La censura, investendo la differente latitudine dei poteri del giudice nel processo civile e nel processo tributario, si pone in aperta contraddizione con la giurisprudenza di questa Corte che ha costantemente escluso l’esistenza di un principio (costituzionalmente rilevante) di necessaria uniformità tra i vari tipi di processo, pur ribadendo la necessità di rispettare il generale criterio di ragionevolezza delle scelte legislative (ex plurimis sentenze n. 18 del 2000; n. 82 del 1996).

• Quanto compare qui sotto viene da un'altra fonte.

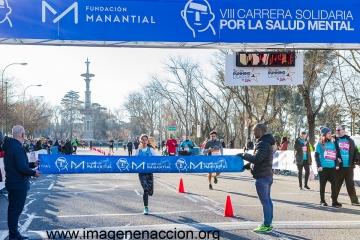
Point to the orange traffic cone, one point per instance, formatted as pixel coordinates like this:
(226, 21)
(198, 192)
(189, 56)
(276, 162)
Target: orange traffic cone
(181, 186)
(228, 208)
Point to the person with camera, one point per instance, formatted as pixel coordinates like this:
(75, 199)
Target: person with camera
(213, 147)
(260, 163)
(327, 162)
(349, 157)
(18, 171)
(303, 158)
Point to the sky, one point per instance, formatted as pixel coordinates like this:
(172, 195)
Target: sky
(118, 71)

Aspetto quest’ultimo che nella specie non viene, tuttavia, in considerazione essendo il dubbio di costituzionalità circoscritto alla violazione del principio di eguaglianza senza alcun, sia pure indiretto, riferimento alla irragionevolezza della disciplina nei modelli processuali posti a raffronto.

Conclusivamente, la scelta di non estendere la tutela cautelare, nel processo tributario, ai gradi di giudizio successivi al primo appare, anche in riferimento al parametro di cui all’art. 3 Cost., legittimo esercizio di discrezionalità legislativa e si sottrae, perciò stesso, alla censura di incostituzionalità.

PER QUESTI MOTIVI

LA CORTE COSTITUZIONALE

riuniti i giudizi,

dichiara non fondata la questione di legittimità costituzionale degli artt. 47 e 49 del decreto legislativo 31 dicembre 1992, n. 546 (Disposizioni sul processo tributario in attuazione della delega al Governo contenuta nell’art. 30 della legge 30 dicembre 1991, n. 413), sollevata, in riferimento agli artt. 3 e 24 della Costituzione, dalla Commissione tributaria regionale di Perugia con le ordinanze in epigrafe.

Così deciso in Roma, nella sede della Corte costituzionale, Palazzo della Consulta, il 25 maggio 2000.

Cesare MIRABELLI, Presidente

Annibale MARINI, Redattore

Depositata in cancelleria il 31 maggio 2000.